Imputation with qtl2

Bowen Jones

unread,

Nov 24, 2020, 9:21:23 AM11/24/20

to R/qtl2 discussion

Hi Dr. Broman,

As I previously mentioned, we have data from an RIL population that we wish to impute using qtl2. We are implementing a dglm model which has no tolerance to missing values whatsoever, so we require a complete implementation. Additionally, the existing data has been verified with multiple methods, so we are confident in their accuracy and wish to retain their original values.

I used the viterbi(), sim_geno() and maxmarg() functions on our data and found that they all update the existing data and provide 3 output values as opposed to our desired 2 ("A" or "B"). Is there a way to accomplish both of our goals?

Thanks,

Bowen Jones

Karl Broman

unread,

Nov 24, 2020, 10:38:20 AM11/24/20

to R/qtl2 discussion

Dealing with missing genotype information has been a fundamental part of QTL analysis (for example the Lander and Botstein (1989) paper on interval mapping). If you are going to use a regression method that doesn't allow for missing covariate information, my main suggestion would be to use the approach of Haley and Knot (1992), which is to use genotype probabilities in place of the genotypes themselves.
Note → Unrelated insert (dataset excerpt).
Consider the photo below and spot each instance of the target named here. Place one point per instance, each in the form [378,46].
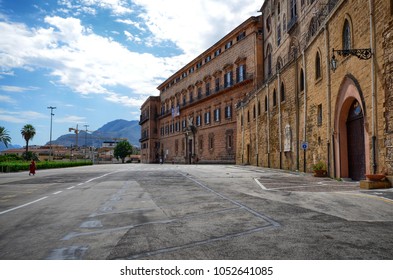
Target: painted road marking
[24,205]
[388,200]
[260,184]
If you need hard calls of genotypes, then the three basic methods are the ones you mentioned. But the main approach we take is to separate the sequence of true underlying genotypes, G_1, G_2, ..., G_M, from the observed marker genotypes O_1, O_2, ..., O_M, allowing for some constant genotyping error. viterbi finds the sequence G_i that maximizes the joint probability Pr(G | O). maxmarg just maximizes the marginal distribution Pr(G_i | O) at each position i. sim_geno simulates from the joint distribution.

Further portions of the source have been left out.